Двигаясь напрямик, они вскоре добрались до каменного укрепления, где находилось орудие. Дверь была открыта. В свете горящих факелов было видно, как возле орудия суетится прислуга. Офицер вычислял координаты, затем отошел, чтобы вложили снаряд. Стрельба возле Джумаи становилась все ожесточеннее.
– Внимание! – прошептал Грозев, заряжая ружье.
Он скользнул к двери, Рабухин и Доцов последовали за ним. Толкнув дверь ногой и выстрелив в воздух, Грозев крикнул по-турецки:
– Ни с места!
Рабухин и Доцов вместе с ним кинулись вниз по лестнице с ружьями наперевес.
Офицер протянул было руку к кобуре, но, увидев перед собой дула ружей, поднял руки и глухо произнес:
– Сдаюсь…
Рабухин и Доцов бросились на него, обезоружили и, сорвав с орудия тяговый канат, связали всех пленных и заставили лечь на землю.
Вдруг совсем рядом раздался ружейный выстрел. Что-то крикнули по-турецки. Матей бросился к двери и задвинул изнутри железным засовом.

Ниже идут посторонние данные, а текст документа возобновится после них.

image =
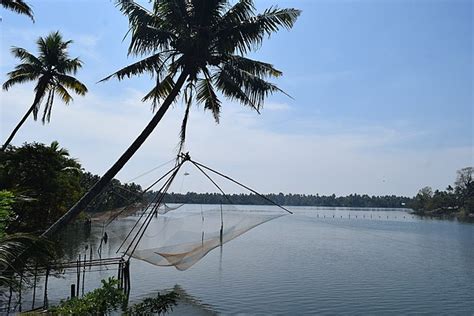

Послышались еще выстрелы. Связанные пленные беспокойно зашевелились. Раздалось несколько взрывов гранат. Мимо укрепления галопом проскакали всадники. Одна группа, потом другая. Кто-то с силой ударил в дверь. Рабухин, Грозев и Доцов, заняв позицию возле орудия, зарядили ружья.
– Сложи оружие! – громко крикнули по-турецки.
Затем наступила тишина.
И в этой тишине совсем ясно послышался голос, произнесший тихо по-русски:
– Друзин, зайди с другой стороны! Если не откроют, бросишь гранату!
Трое переглянулись. Рабухин медленно выпрямился.
– Кто там? – спросил он по-русски.
– А вы кто? – послышалось несколько возбужденных недоверчивых голосов.
– Грозев, это наши!.. – воскликнул Рабухин.
Доцов бросился к двери и отодвинул засов. Дверь распахнулась. В проеме стояли молодой безусый офицер и четверо драгун.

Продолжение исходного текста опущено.